限界集落/タブーを恐れず議論を。(河北新報社説より) 

午前6時40分起床。浅草はくもり、かと思えば雨であった。

「限界集落/タブーを恐れず議論を」(河北新報:5月4日社説)

ひしゃげた廃屋、うち捨てられた集会所、里山は荒れ果て、かつての深緑は見る影もない。東北の中山間地や離島で、そんな無残な光景が広がっている。/国土審議会が全国総合開発計画(全総)に代わって策定する国土形成計画でも、深刻化する過疎問題が地方側の主要テーマとなる見込み。厳しい現実を直視し、対策を急ぎたい。/「限界集落」。長野大の大野晃教授は、人口の50%以上が65歳以上の高齢者で占められる集落をこう呼ぶ。こうした地区では冠婚葬祭や田畑の維持管理などの担い手が細り、コミュニティー機能が不全に陥り、消滅に向かうとされる。

村山学若しくは東北学

私はこの社説を読んで『やまがた村山学 創刊号 vol.1』にあった、次のことばを思い出していた。

地勢学からすれば、山形県を含め、雪国は第二の人生の地とするには条件は厳しすぎる。ここに住む私達は、この場所を離れずに、一見かたくなに地域にしがみつき生涯を終わろうとするのは、この現実、すなわち厳しさに耐え抜いてきた自信があるからです。東北学の基礎は、そのようなものであるべきだと思うのです。東北学とは、東北という地勢に生きることはどのようなものなのか、東北という過酷な状況の中で生きるということは、どのようなことなのかを問う学問ではないでしょうか。東京に住むよりも東北に住むほうが良いという結論がでない限り、この現実を変えることは出来ませんし、その条件を生み出すことができるかというと、出来ません。(阿部宗一郎:『やまがた村山学 創刊号 vol.1:p126』

限界集落

やまがた村山学この言葉の前では、東京に住む私の言動など、本当は地域再生を語るには無力すぎることがわかるかと思う。だからといって(私は)押し黙ることをしないのは、限界集落の問題は、ほかならぬ私のパトリに直結するものだと感じているからだ。

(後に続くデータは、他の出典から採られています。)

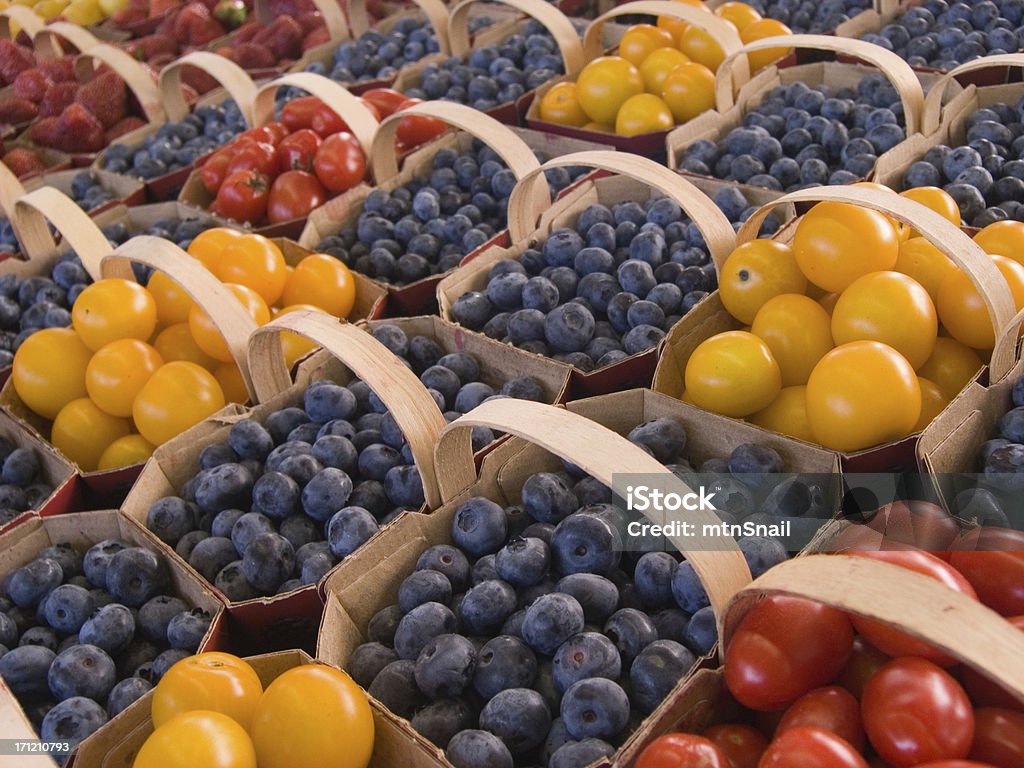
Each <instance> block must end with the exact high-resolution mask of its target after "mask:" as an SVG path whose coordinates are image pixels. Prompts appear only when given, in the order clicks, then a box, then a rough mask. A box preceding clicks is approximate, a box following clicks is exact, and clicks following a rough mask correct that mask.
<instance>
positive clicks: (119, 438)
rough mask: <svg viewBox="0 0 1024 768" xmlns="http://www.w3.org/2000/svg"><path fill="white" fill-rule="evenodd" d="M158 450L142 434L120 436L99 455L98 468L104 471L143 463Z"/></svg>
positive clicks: (126, 466) (100, 469)
mask: <svg viewBox="0 0 1024 768" xmlns="http://www.w3.org/2000/svg"><path fill="white" fill-rule="evenodd" d="M154 451H156V446H155V445H154V444H153V443H152V442H150V441H148V440H147V439H145V438H144V437H143V436H142V435H140V434H127V435H125V436H124V437H119V438H118V439H116V440H115V441H114V442H112V443H111V444H110V445H108V446H106V450H105V451H104V452H103V455H102V456H100V457H99V463H98V464H97V465H96V469H98V470H100V471H101V472H102V471H106V470H111V469H121V468H122V467H130V466H131V465H132V464H141V463H142V462H144V461H145V460H146V459H148V458H150V457H151V456H153V452H154Z"/></svg>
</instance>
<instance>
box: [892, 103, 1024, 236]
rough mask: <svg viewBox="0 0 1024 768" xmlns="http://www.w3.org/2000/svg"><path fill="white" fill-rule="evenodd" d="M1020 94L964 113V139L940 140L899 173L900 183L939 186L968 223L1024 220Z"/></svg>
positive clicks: (1023, 147)
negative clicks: (965, 130)
mask: <svg viewBox="0 0 1024 768" xmlns="http://www.w3.org/2000/svg"><path fill="white" fill-rule="evenodd" d="M1022 119H1024V98H1022V99H1021V100H1020V101H1018V102H1017V103H1016V104H1015V105H1010V104H1006V103H1001V102H999V103H993V104H989V105H988V106H985V108H983V109H981V110H977V111H976V112H974V113H973V114H972V115H971V116H970V117H969V118H968V119H967V124H966V128H967V140H968V142H967V145H965V146H957V147H955V148H954V147H951V146H947V145H945V144H938V145H936V146H933V147H932V148H931V150H929V151H928V152H927V153H926V154H925V157H924V158H922V159H921V160H919V161H918V162H915V163H913V164H911V165H910V166H909V167H908V168H907V169H906V171H905V172H904V174H903V186H904V188H910V187H915V186H941V187H942V188H943V189H945V190H946V191H947V193H949V195H950V196H951V197H952V199H953V200H955V201H956V205H957V206H959V209H961V216H962V217H963V219H964V221H965V222H966V223H967V224H969V225H971V226H987V225H988V224H990V223H992V222H993V221H1000V220H1002V219H1015V220H1017V221H1024V125H1022Z"/></svg>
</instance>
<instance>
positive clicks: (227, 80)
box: [93, 51, 256, 203]
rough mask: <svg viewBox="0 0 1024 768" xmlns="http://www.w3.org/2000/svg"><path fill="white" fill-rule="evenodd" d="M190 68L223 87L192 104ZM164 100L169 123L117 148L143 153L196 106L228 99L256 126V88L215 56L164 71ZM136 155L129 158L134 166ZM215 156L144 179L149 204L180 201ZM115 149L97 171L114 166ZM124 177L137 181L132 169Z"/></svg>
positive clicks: (211, 154) (200, 54) (125, 142)
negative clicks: (195, 170) (154, 177)
mask: <svg viewBox="0 0 1024 768" xmlns="http://www.w3.org/2000/svg"><path fill="white" fill-rule="evenodd" d="M186 68H195V69H198V70H200V71H201V72H204V73H206V75H207V76H209V77H212V78H213V79H214V80H216V82H217V83H218V84H219V87H217V88H214V89H213V90H211V91H208V92H207V93H205V94H203V95H202V96H200V97H199V98H198V99H197V100H196V101H195V103H190V102H189V101H188V100H187V99H186V97H185V93H184V91H183V82H182V75H183V74H184V72H185V69H186ZM160 97H161V102H162V103H163V105H164V111H165V112H166V117H167V120H166V122H162V123H159V124H158V123H150V124H148V125H144V126H142V127H141V128H137V129H135V130H134V131H131V132H130V133H126V134H124V135H123V136H119V137H118V138H117V141H116V142H115V144H114V145H118V144H123V145H127V146H131V147H135V151H138V150H141V148H142V146H143V142H144V141H145V140H146V139H147V138H150V136H154V135H156V134H157V133H158V132H159V131H160V130H161V129H162V128H163V127H164V126H166V125H168V124H169V123H180V122H181V121H183V120H184V119H185V118H187V117H188V115H189V114H191V112H193V110H194V109H195V108H196V106H202V105H216V104H220V103H221V102H223V101H224V100H226V99H227V98H232V99H234V102H236V103H237V104H238V105H239V110H240V111H241V113H242V117H243V118H245V121H246V125H248V126H252V125H253V124H254V123H253V102H254V101H255V99H256V84H255V83H254V82H253V81H252V79H251V78H250V77H249V75H248V74H247V73H246V71H245V70H243V69H242V68H241V67H239V66H238V65H236V63H234V62H232V61H229V60H228V59H226V58H224V57H223V56H218V55H216V54H215V53H208V52H206V51H193V52H191V53H186V54H185V55H183V56H181V58H178V59H177V60H175V61H172V62H171V63H169V65H167V67H165V68H164V69H163V70H161V71H160ZM135 151H133V152H132V153H131V154H130V155H129V156H128V162H129V163H130V162H131V157H132V156H133V155H134V152H135ZM212 154H213V151H211V152H209V153H206V154H205V155H202V156H200V157H199V158H197V159H196V161H195V162H193V163H189V164H188V165H184V166H182V167H180V168H178V169H176V170H169V171H168V172H166V173H164V174H163V175H161V176H157V177H155V178H150V179H144V183H145V190H146V195H147V197H148V200H150V201H151V202H154V203H162V202H165V201H169V200H174V199H175V198H177V196H178V193H179V191H180V189H181V186H182V184H184V182H185V180H186V179H187V178H188V175H189V174H190V173H191V171H193V169H194V168H195V167H196V166H197V165H200V164H202V163H203V161H204V160H205V159H206V158H208V157H209V156H210V155H212ZM112 160H113V158H112V155H111V147H108V148H106V150H105V151H103V152H102V153H101V154H100V155H99V156H98V157H97V158H96V160H95V162H94V163H93V167H94V168H96V169H105V168H108V166H109V164H110V163H111V162H112ZM122 173H123V175H126V176H131V177H132V178H136V177H137V176H136V175H135V174H134V173H133V172H132V167H131V165H129V167H128V169H127V170H126V171H123V172H122Z"/></svg>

限界集落の問題は、阿部宗一郎氏のいう、「この現実、すなわち厳しさに耐え抜いてきた自信」によって、「一見かたくなに地域にしがみつき生涯を終わろうとする」人々によって、なにもなければ表面化しないように普段は包み隠されている。

しかし、いざ大雪が降ってみたり、先日の能登半島の地震のような天災が起きると、この国はいたるところで「限界」にあることが露になってしまう。そしてその度、(私は)とてつもない罪悪感に似たような感情に襲われてしまうのである。

パトリ

私はパトリのことを考えながら生きていることを自負している。パトリは私が拠って立つ地面のことである。私が私であるための基底である。それを(私は)いま自分自身が住んでいる浅草という小さなエリアで考えているのだが、どうもそれは限界集落と呼ばれるような地域(地勢)と根底で結びついているように思えるのだ。つまり足場の足場である。

私は無力であることを自覚している。だからこそ、私のパトリのその基底にあるものに対して、いったい私はなにをしてきたのだろうか、そして何ができるのだろうか、と謙虚に考えることから、考え続け(そして行動し続け)なくてはならないなと考えていた――というか、そういう人々が増えないことには、限界集落の問題は解決の糸口さえみつからないだろう。

たぶん国土交通省は、人間工学的にこの問題を片付けようとするのだろうが、はたしてそれは可能なのだろうか。